Employment, Poverty and Inequality

This can be analysed based on the degree of capital and skill intensities across the subsectors.
 The subsectors which have low/mid capital and skill intensities employ a large
number of semi skilled and unskilled labour. This in turn increases employment and
reduces poverty. Examples of some such services are wholesale and retail trade,
hotels
 The subsectors which have mid/high intensity of capital and skill do not reduce
poverty directly as they mostly deal with the relatively skilled labours. However they
may have some impact on reducing poverty by trickle down effect. Examples of some
such sub sectors are finance, business, communication
The services sector hasn’t created as much employment opportunities as the output, but there
are many sub sectors within services which are labour intensive and have the potential to
generate employment and alleviate poverty.
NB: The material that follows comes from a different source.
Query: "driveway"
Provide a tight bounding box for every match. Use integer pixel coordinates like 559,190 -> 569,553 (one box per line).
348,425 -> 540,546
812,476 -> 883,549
In services characterized by skilled workers like finance, business and communication, the
workers will probably be benefited by increase in productivity-enhancing technology.
However services which employ large number of unskilled labour like retail trade, hotels
might not be able to benefit from productivity increase. Such a situation might widen the gap
between incomes of the different classes

Conclusion

The analysis of the different services in India hints that the services sector can be described as
highly heterogeneous. Different subsectors have different economic characteristics and
contribute differently to the economy. Studying the service sector as an aggregate doesn’t do
justice to understanding its impact on the economy and we need to study the service sector at
a disaggregated level. This will also enable us to understand why the trend in services sector
in India is different as compared to that seen generally.